Une voix aiguë, un instrument de dessus (violon, flûte ou hautbois), une basse continu (clavecin, violoncelle. luth ou théorbe ...) il n'en faut pas plus pour graver les Neuf airs allemands de Handel. D'où une discographie bien pourvue et de nouvelles versions qui parfois se bousculent, comme dernièrement dans notre boite aux lettres. Précisons que ces neuf perles le méritent bien : composées dans les années 1720 sur des poèmes piétistes de Heinrich Brockes, ancien camarade d'études et auteur d'une Passion maintes fois mise en musique ‑ dont une par le Saxon, en 1716 ‑, ils montrent quelles douceurs pouvaient inspirer au musicien les (rares) occasions de faire chanter sa langue natale.

Ce sont justement des extraits de la Brockes Passion qu'enregistre en complément Ina Siedlaczek. (AUDITE97729).
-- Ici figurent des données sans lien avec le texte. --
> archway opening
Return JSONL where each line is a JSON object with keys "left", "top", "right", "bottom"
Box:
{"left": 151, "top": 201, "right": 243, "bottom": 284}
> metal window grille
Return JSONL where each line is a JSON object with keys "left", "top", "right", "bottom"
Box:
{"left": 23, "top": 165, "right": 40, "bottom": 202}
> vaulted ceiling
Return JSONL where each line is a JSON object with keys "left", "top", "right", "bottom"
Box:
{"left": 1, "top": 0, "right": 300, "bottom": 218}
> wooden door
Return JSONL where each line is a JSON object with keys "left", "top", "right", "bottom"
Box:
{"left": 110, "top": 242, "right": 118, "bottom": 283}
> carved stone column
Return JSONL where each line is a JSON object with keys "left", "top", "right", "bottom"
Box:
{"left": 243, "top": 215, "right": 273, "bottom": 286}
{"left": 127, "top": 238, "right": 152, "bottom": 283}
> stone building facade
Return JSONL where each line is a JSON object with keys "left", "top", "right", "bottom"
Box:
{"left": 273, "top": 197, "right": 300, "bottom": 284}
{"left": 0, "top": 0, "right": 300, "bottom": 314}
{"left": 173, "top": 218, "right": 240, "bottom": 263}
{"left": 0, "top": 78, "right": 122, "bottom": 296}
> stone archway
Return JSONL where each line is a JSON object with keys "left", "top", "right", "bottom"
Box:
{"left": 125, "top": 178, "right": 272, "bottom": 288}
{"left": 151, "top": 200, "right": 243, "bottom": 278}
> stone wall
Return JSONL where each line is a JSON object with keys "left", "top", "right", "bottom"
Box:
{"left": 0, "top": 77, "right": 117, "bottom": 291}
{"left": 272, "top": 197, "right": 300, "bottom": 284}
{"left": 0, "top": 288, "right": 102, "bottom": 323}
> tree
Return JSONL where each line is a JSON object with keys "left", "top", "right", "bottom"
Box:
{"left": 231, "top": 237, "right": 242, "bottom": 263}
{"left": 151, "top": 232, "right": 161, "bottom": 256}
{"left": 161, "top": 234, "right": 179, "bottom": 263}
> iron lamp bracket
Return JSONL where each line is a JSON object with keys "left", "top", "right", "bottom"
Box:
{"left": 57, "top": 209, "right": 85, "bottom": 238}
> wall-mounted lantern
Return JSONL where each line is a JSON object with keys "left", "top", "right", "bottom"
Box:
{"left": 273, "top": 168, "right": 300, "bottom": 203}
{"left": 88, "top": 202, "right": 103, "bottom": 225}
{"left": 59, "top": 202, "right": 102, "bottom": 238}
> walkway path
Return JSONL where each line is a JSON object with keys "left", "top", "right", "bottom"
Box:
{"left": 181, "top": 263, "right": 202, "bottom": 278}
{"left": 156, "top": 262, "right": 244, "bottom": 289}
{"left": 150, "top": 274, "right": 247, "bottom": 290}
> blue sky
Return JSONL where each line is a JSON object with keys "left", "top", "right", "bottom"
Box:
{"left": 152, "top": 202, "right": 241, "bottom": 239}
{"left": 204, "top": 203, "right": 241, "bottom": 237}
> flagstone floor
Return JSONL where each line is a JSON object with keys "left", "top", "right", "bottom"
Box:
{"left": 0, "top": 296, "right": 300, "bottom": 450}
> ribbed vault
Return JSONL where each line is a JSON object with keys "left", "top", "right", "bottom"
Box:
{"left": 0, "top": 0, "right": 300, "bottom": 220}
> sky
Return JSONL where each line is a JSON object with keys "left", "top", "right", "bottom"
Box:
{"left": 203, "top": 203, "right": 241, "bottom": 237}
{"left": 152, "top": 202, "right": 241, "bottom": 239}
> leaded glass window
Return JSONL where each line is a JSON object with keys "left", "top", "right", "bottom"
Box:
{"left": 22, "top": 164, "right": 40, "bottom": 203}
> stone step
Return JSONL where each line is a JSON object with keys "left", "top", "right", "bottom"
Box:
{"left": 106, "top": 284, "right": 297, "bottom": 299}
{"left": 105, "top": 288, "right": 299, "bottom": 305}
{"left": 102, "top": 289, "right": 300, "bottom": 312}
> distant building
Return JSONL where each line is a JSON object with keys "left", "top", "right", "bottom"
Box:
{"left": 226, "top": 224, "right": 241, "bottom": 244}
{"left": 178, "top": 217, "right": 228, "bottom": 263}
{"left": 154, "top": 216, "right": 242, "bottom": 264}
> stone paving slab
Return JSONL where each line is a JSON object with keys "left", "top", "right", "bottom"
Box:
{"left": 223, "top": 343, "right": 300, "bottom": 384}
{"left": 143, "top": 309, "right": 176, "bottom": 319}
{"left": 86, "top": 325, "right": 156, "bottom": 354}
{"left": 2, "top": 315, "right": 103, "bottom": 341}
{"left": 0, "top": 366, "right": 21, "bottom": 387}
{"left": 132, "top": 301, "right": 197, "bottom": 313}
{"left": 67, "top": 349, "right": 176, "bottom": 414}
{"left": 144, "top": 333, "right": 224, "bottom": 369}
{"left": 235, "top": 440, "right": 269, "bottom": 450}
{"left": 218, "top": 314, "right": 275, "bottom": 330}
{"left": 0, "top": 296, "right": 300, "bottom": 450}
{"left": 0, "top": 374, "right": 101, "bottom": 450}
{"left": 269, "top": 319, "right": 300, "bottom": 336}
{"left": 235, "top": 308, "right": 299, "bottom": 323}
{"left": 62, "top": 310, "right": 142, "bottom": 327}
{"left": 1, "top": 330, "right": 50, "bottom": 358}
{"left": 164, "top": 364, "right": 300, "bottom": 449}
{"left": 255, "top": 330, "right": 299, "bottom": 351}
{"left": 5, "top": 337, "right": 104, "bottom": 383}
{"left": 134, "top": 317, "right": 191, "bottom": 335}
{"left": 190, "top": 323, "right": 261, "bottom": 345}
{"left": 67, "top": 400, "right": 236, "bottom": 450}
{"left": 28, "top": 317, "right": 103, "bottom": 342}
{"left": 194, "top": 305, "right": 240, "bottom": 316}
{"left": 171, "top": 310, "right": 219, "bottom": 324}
La soprano allemande, à l'émission modeste mais parfaitement épanouie, dialogue avec le violon, le hautbois et le traverso, seuls ou associés. Le basson renforce le violoncelle dans un continuo à deux luths et harpe où l'orgue alterne avec le clavecin. Un sens aigu de la phrase conduit cette voix à la lumière discrète, judicieuse dans l'usage de ses moyens. D'une même couleur, le sensuel Süsse Stille, sanfte Quelle et le joyeux Meine Seele hört im Sehen se distinguent par de subtiles nuances dans l'inflexion de la ligne, sans jouer l'opposition dynamique. La fraîcheur ne rend pas inaccessible un certain pathétique, comme en témoignent les airs tourmentés de la Passion, parmi lesquels « Sün­der, schaut mit Furcht und Zagen ». Une proposition toute en légèreté, certes, que ne bousculent ni remous dramatiques ni abandons lascifs, mais séduisante dans son naturel.
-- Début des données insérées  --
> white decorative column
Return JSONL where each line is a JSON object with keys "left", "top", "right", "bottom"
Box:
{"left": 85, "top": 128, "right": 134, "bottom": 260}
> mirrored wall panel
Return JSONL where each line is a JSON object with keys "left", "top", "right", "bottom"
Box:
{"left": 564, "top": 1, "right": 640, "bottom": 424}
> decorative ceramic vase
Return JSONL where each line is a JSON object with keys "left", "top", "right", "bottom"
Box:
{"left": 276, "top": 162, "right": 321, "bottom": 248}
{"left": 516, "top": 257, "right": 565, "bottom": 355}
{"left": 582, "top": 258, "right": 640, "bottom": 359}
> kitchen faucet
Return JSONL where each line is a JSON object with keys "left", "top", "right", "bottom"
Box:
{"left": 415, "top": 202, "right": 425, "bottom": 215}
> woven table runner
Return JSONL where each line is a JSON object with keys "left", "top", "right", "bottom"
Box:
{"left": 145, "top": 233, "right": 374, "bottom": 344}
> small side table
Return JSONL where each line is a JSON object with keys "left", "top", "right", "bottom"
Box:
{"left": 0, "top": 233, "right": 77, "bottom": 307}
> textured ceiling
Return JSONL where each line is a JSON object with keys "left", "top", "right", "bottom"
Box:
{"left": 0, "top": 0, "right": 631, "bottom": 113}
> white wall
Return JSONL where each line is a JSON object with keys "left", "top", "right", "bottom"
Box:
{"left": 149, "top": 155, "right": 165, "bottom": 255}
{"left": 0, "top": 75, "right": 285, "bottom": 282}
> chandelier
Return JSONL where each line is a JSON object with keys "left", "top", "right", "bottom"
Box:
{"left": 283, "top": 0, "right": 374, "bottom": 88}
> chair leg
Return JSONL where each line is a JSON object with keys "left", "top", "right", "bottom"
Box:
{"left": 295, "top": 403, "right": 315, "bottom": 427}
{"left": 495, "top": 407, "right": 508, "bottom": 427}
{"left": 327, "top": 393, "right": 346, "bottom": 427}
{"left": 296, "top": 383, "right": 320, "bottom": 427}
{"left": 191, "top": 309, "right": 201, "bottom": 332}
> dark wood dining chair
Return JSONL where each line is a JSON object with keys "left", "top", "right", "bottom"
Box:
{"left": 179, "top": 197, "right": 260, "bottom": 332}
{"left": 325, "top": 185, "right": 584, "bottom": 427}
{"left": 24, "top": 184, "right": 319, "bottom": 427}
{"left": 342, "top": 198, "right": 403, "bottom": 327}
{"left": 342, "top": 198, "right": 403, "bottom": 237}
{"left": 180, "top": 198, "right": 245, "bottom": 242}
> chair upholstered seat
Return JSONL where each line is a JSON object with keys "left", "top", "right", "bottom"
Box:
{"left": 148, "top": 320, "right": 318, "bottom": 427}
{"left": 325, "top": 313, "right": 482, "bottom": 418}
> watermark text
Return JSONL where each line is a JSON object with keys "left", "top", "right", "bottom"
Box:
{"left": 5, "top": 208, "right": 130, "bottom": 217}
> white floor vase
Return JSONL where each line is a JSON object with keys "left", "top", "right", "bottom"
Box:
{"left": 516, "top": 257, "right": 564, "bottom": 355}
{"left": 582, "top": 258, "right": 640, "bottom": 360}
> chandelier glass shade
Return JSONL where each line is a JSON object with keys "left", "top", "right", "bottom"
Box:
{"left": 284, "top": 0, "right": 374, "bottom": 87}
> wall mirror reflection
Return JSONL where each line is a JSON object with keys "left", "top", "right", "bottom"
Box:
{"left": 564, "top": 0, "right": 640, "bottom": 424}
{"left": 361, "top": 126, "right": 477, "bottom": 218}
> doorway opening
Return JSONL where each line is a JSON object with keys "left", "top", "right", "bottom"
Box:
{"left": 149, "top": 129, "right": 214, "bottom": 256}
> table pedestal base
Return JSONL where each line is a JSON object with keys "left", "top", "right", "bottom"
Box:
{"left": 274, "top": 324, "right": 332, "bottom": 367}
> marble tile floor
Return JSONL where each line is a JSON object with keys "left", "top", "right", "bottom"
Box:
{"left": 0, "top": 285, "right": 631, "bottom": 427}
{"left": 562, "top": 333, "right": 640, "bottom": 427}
Celle de la compatriote Marie Friederike Schöder (
Accent ACC24326) la double moins qu'elle ne la complète. Plus de chair, plus frémissante ; une caresse dès que la mélodie en offre l'occasion. Là où Siediaczek s'efface derrière la musique, la voici qui met en avant ses mots, son étoffe soyeuse, sans malmener la dévotion. Si les atouts remplacent par moments l'inspiration, Süsse Stille révèle un art magistral, modulant dans tous les tons de la tendresse ‑ ce da capo susurré, cet aigu extatique sur la dernière cadence : gageons qu'on y reviendra parfois en pensant à ce chef‑d'oeuvre, joyau de l'ensemble. L’équipe très fournie de la Batzdorfer Hofkapelle (hautbois, violon et flûte à bec pour le dessus, violoncelle, deux luths et clavecin au continuo) soutient avec sensibilité cette lecture émouvante, et défend avec talent la Sonate pour violon en soi mineur de l'Opus 1. Les Three Pieces for a Musical Clock, arrangées pour les luths, sont délicieuses.
 

Face à ces deux belles surprises, Florilegium (Channel Classics CCS35117), ensemble le plus honoré de la livraison, trouve en Gillian Keith une comparse un peu froide. Certes, les compléments instrumentaux (Sonates en trio en mi mineur op. 5, en si mineur op. 2 et Concerto a quattro en ré mineur) enchantent grâce à la flûte d'Ashley Solomon, merveilleuse aussi dans son dialogue avec la voix. Celle‑ci toutefois ne nous touche ni par le ton, monocorde, ni par la ligne, qu'affecte un vibrato serré et systématique. Une technique sans défaut ne l'entraîne pas vers des contrastes qui animeraient un discours où Singe Seele devient aussi sage que Die ihr aus dunkein Grüften (lequel prépare pourtant le puissant « Forte e lieto » de Bajazet dans Tamerlano). Espérons plutôt que le quatuor, complété par Bojan Cicic au violon, Jennifer Morsches au violoncelle et Terence Charlston, au clavecin nous gratifie d'un opus complet de sonates...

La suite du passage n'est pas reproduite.